Traffic crashes in DC this year have claimed 24 lives, including 13 pedestrians and three cyclists, according to city data. The number of victims fell by five compared to the same period last year, but the number of deaths has increased in recent years. Last year, the district recorded its highest number of road deaths in 14 years, drawing increasing attention to the number of injuries and deaths on city streets.
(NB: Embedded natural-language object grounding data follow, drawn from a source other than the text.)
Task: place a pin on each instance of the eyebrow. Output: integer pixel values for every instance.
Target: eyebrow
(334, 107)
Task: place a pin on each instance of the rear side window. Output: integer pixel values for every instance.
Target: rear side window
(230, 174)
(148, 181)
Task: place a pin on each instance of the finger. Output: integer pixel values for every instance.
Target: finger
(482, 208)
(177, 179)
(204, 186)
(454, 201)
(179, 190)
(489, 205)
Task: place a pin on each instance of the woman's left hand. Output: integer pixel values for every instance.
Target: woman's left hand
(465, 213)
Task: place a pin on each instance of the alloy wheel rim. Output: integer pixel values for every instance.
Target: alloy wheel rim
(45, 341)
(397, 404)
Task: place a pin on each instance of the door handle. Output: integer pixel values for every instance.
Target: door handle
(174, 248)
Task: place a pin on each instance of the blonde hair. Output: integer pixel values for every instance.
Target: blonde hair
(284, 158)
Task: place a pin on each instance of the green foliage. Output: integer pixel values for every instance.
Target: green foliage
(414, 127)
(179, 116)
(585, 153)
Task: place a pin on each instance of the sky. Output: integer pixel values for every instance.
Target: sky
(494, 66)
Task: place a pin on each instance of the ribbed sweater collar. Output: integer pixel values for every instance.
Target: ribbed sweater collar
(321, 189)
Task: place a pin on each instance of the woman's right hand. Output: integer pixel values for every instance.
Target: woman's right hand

Bowser promises safer roads with transport budget

Bowser is also pushing a large-scale modernization and expansion of the city’s automated enforcement program, promising to more than triple the number of traffic cameras by the end of next year to target speeding, drivers who run red lights and stop signs and those who illegally use bike and bus lanes or overtake school buses.

Transportation officials said city engineers used a federal tool called USLIMITS2 that helps cities set safe and consistent speed limits to settle on the 25 mph limit in key corridors. However, they did not disclose any traffic engineering studies justifying the reduction in the speed limit. The district has conducted other studies of Connecticut and New York avenues in recent years as part of planned changes to these corridors.

Along Connecticut Avenue NW, the city is moving forward with a plan to add a northbound and southbound bike lane and remove rush-hour reversing lanes that had been confusing drivers for decades. years. The proposed configuration for a corridor that carries an average of 32,000 vehicles per day will result in fewer lanes reserved for cars.

In the northeast, work is also progressing on the redesign of the old “Dave Thomas Circle,” a dangerous intersection where First Street NE and New York and Florida Avenues converge. City officials said the overhaul includes adjusting traffic light schedules, adding a speed camera and lowering the speed limit. Changes to intersections, which are expected to be completed in two years, are expected to affect traffic flow on a route that carries an average of 65,000 vehicles per day.

DC road deaths at 14-year high, low-income areas hardest hit

The new speed limit will be in effect for the entire five miles of Connecticut Avenue NW from the Montgomery County line at Chevy Chase Circle to downtown. Along New York Avenue NE, the 25 mph limit should extend from the line of the roughly the line from Prince George’s County to downtown.